February 2021 Food Safety News and Industry Round-up

Reflection and progression seemed to be central themes this February as the FDA reported that FSVP infractions were the main reasons for citations following observations, while EU nations have reported difficulties performing their own observations due to a lack of resources.

Read more on each of these and other areas of note for the global food industry below.

FDA update

FDA releases observation violations for food facilities

The FDA has revealed the main sources of violations conducted in the Fiscal Year of 2020 (October 2019 – September 2020).

While FSVP citations remained the main source of violations,  other citations were lower across the board, this being mainly attributed to the restrictions placed on audits from COVID-19.

The main sources of citations were:

  1. Foreign supplier compliance programs
  2. Hazard analysis
  3. Pest Control
  4. Manufacturing controls
  5. Personnel

 

Download full FDA report on Inspectional Observations

More information

Kombucha Act awaiting discussion before US congress

A new act has been prepared for the US congress that will see the raising of the alcoholic threshold of Kombucha products to allow them to benefit from tax incentives designed for non-alcoholic products.

The KOMBUCHA Act (otherwise known as the Keeping Our Manufacturers from Being Unfairly taxed while Championing Health Act) will allow the alcoholic threshold to be raised from 0.5% abv to 1.25%.

Hard Kombucha which is already taxed as an alcohol product, will be unaffected.

The act has been prepared and is currently awaiting the right tax vehicle before further consideration.

More information

Europe updates

European plan for fully circular beverage packaging by 2030

A European trade organization that represents non-alcoholic beverages has set a target for European beverage packaging to be fully circular by 2030.
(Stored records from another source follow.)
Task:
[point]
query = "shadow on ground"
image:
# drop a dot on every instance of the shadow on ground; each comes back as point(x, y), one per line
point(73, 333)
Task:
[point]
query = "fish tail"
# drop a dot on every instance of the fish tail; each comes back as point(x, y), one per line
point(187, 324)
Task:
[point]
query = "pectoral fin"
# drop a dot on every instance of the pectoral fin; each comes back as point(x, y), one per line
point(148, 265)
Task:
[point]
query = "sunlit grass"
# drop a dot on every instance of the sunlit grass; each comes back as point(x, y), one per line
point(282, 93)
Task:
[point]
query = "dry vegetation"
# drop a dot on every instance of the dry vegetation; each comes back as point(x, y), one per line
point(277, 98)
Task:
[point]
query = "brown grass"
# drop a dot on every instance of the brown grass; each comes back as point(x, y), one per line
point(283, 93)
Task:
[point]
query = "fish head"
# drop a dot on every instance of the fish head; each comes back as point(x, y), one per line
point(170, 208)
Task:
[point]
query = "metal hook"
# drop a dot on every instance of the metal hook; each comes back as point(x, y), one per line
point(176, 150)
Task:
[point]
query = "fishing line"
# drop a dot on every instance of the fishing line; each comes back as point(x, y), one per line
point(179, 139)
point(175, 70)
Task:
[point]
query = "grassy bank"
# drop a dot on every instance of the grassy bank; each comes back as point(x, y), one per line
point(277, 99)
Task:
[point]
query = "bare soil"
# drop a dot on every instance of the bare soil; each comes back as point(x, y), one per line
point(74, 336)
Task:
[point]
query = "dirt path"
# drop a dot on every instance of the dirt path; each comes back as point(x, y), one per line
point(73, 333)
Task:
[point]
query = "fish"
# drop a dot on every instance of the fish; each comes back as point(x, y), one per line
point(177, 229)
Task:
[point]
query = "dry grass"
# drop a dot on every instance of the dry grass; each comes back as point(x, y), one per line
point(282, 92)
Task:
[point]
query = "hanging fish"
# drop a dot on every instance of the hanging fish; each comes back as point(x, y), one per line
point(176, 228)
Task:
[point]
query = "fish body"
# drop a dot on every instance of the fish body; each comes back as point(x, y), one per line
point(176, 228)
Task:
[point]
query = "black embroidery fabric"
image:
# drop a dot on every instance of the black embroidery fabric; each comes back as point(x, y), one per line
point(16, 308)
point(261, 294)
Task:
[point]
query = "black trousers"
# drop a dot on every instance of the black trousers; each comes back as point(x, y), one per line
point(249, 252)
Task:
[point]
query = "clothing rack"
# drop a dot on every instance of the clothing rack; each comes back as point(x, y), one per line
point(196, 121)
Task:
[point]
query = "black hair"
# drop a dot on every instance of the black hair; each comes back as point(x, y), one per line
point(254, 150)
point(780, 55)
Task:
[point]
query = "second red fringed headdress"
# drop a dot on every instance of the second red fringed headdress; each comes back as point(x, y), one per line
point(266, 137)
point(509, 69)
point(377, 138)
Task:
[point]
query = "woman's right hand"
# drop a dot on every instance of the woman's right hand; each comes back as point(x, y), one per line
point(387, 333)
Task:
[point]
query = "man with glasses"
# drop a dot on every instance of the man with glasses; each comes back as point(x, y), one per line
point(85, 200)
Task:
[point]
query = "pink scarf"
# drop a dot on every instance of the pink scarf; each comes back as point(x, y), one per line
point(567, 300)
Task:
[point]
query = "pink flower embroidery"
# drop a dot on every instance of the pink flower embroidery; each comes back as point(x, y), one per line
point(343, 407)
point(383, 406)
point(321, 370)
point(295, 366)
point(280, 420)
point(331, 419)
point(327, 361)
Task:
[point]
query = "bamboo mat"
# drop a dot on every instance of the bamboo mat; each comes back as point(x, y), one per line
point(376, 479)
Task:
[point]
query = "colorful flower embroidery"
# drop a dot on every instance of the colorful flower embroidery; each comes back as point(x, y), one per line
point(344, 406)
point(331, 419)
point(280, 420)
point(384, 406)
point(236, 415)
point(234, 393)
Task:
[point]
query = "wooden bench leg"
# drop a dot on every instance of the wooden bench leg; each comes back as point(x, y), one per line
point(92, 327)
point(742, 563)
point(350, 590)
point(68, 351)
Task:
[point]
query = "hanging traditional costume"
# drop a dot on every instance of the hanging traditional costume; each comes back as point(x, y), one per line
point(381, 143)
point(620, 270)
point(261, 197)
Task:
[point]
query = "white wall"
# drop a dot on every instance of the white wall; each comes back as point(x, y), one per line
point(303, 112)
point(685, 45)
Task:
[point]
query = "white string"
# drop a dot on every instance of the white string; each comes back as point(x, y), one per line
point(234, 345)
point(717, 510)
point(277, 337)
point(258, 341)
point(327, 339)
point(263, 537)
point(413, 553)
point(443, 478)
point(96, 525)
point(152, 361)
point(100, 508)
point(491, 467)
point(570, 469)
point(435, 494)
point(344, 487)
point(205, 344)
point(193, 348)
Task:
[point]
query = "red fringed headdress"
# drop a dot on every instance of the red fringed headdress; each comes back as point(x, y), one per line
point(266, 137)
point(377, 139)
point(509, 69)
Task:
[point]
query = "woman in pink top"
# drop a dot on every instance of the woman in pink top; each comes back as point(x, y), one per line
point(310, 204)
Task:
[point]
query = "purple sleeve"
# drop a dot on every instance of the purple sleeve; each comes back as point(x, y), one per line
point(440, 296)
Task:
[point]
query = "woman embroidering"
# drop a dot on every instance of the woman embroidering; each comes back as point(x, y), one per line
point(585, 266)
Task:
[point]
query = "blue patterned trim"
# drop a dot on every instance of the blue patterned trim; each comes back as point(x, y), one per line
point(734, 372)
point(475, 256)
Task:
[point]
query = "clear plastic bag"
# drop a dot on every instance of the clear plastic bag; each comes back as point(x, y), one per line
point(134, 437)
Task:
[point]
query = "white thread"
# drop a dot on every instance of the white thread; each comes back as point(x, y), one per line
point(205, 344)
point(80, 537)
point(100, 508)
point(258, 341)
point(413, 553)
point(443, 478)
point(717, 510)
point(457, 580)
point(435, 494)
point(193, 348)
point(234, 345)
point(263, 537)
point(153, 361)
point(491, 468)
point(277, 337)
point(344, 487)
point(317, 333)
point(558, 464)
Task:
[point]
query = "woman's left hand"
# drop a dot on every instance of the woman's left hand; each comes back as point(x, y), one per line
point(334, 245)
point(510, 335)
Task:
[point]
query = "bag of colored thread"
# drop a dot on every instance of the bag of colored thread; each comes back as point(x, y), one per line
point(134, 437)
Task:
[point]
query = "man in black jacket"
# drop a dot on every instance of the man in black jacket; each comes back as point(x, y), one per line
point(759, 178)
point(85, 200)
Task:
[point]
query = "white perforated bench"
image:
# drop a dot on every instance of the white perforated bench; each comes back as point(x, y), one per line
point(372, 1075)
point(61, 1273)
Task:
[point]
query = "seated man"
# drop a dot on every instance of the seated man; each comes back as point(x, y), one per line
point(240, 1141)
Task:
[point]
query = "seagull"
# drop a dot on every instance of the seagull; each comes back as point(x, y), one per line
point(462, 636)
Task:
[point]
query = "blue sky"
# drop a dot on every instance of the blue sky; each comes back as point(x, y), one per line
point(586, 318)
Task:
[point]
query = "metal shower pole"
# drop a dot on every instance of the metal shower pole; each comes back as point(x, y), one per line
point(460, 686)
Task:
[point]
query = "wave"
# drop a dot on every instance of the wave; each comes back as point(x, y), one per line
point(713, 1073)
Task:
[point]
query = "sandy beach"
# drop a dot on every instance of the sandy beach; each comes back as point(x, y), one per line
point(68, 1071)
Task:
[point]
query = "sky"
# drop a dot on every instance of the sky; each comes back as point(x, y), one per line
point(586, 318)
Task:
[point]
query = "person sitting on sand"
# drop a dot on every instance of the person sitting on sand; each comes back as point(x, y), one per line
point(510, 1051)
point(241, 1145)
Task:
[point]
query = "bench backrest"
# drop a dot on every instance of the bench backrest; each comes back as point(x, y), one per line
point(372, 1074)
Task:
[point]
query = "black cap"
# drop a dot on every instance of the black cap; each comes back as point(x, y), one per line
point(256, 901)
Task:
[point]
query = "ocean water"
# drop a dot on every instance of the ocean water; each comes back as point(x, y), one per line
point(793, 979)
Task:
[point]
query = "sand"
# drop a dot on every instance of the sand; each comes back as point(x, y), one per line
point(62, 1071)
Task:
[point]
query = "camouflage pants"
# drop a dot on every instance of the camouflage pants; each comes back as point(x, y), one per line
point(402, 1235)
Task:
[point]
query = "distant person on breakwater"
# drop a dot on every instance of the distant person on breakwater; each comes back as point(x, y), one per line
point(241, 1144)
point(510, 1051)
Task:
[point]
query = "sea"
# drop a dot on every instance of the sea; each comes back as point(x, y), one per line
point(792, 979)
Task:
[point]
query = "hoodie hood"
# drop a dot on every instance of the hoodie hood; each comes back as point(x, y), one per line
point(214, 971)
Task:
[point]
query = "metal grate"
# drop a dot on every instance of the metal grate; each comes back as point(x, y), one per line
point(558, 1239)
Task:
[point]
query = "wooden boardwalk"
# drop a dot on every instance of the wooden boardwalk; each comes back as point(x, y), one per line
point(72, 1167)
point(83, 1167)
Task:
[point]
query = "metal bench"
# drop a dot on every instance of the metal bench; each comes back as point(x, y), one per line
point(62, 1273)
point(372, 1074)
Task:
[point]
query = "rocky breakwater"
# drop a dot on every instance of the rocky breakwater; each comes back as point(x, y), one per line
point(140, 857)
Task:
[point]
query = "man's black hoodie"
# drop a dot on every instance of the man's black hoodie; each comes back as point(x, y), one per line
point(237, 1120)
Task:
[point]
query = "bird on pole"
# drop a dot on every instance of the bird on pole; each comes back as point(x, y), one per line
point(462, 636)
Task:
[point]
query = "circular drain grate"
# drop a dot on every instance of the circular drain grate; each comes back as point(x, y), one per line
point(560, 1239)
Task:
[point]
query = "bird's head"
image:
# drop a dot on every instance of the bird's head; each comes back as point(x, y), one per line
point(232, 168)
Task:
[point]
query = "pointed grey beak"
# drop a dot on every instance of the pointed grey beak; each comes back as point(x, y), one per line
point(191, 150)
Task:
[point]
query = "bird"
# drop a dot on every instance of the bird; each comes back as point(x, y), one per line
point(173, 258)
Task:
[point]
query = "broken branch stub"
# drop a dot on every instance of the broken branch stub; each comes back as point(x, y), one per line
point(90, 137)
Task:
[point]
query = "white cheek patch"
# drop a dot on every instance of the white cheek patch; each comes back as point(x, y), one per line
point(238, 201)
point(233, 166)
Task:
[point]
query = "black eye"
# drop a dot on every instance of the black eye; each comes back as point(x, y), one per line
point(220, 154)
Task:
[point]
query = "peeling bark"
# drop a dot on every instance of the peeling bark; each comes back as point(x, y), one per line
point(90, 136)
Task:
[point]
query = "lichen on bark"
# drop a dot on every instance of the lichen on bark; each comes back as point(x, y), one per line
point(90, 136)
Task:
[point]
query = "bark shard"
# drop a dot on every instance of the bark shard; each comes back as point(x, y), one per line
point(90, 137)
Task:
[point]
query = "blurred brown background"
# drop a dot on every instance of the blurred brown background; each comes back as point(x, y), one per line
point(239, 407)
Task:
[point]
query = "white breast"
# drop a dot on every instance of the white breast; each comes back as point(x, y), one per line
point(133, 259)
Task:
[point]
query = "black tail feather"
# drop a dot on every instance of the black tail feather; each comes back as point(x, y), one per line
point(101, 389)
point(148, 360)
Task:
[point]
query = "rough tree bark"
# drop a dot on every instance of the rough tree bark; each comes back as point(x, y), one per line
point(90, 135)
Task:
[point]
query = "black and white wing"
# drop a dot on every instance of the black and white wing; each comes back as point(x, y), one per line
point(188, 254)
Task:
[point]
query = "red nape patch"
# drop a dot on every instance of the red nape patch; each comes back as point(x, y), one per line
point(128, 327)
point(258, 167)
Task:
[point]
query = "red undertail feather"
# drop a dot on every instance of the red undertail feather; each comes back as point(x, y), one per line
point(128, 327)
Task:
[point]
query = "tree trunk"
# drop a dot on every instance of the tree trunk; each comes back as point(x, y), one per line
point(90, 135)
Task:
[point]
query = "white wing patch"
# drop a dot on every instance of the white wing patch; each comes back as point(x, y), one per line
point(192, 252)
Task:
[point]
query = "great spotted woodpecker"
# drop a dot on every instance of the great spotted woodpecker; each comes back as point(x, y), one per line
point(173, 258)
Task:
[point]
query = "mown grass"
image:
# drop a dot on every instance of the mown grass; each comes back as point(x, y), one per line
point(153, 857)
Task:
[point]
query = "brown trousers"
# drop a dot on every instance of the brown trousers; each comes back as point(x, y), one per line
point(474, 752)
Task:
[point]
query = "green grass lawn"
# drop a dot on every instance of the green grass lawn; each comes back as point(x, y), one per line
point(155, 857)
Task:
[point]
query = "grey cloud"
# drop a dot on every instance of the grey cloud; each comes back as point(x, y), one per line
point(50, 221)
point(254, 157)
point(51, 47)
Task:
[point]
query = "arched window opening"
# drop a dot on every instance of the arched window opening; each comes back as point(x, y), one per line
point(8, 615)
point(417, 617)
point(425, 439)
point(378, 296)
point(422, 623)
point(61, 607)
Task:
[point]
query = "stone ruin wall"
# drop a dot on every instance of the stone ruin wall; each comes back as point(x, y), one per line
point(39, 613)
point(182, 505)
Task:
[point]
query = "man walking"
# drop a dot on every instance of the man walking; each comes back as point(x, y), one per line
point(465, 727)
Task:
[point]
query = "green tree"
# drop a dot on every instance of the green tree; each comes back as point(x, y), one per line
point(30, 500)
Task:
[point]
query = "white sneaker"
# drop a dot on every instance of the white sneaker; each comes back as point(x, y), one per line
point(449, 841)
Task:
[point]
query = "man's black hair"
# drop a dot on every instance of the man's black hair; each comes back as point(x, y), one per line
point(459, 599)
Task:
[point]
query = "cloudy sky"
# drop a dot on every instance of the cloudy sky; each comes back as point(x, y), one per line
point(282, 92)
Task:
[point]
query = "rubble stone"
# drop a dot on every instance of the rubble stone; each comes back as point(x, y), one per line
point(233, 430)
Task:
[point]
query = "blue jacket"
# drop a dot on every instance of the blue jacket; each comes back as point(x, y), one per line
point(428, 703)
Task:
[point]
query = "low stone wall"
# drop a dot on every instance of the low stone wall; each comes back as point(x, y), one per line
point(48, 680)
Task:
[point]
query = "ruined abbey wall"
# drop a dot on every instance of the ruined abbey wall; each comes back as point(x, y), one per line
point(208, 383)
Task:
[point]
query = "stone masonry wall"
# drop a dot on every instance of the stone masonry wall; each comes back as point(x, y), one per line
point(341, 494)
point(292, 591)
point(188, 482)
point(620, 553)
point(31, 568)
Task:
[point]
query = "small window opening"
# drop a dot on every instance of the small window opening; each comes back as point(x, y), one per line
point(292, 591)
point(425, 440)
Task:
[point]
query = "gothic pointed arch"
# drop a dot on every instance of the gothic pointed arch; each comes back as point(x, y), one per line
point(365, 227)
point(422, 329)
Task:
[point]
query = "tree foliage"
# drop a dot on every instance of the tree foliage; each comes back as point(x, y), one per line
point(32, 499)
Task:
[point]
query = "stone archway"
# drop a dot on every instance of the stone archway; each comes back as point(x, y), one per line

UNESDA Soft Drinks Europe which represents 233 national associations in Europe has also set an interim goal for 50% rPET products by 2025 across the EU, Norway, Switzerland, and the UK.

More information

 

EU lack of resources affect food controls

Many EU countries have self-reported that a lack of resources has meant they have been unable to perform all planned checks for food and feed law, animal health and welfare, plant health and protection products, organic farming, and quality schemes.

The reason for the limitations has been largely attributed to staffing levels, financial and equipment resources, however, it was also noted that improved training, data analysis, IT-tools, and desk-based controls have improved the efficiency of controls as well.

More information

EU extends temporary control rules

The EU has extended temporary rules for official controls for the fourth time since March 2020.

The new extension is envisioned to last until July 2021 and will mean the continuation of loosened rules that were deemed necessary to preserve transparency across supply chains in response to the challenges posed by COVID-19.

More information

Food labeling in Scotland and Ireland

Scotland will join the rest of the UK this October by applying ‘Natasha’s law’ for food labeling.

The change will require food businesses to include the product name and full ingredients and allergen list on foods that are pre-packed for direct scale.

The introduction of the law comes following a comment period in 2019 and Food Standards Scotland will continue to work with food businesses for the remainder of the year to prepare for the changes.

The changes in Scotland come at the same time the Irish government has opened a public consultation on the issue of front-of-pack food labeling.

More information on food labeling laws coming into effect in Scotland

More information on Irish consultation for food labeling

 

Almost 1 in 5 fish products in Taiwan found to be fraudulent

A study by the Scientific Reports journal has revealed that almost 20% of fish products sold in Taiwan are mislabelled.

Using DNA barcoding technology, the study has revealed that snapper and cod are most vulnerable to substitution and are often replaced with tilapia and halibut, while surimi is likely to often be mislabeled as lobster or cod.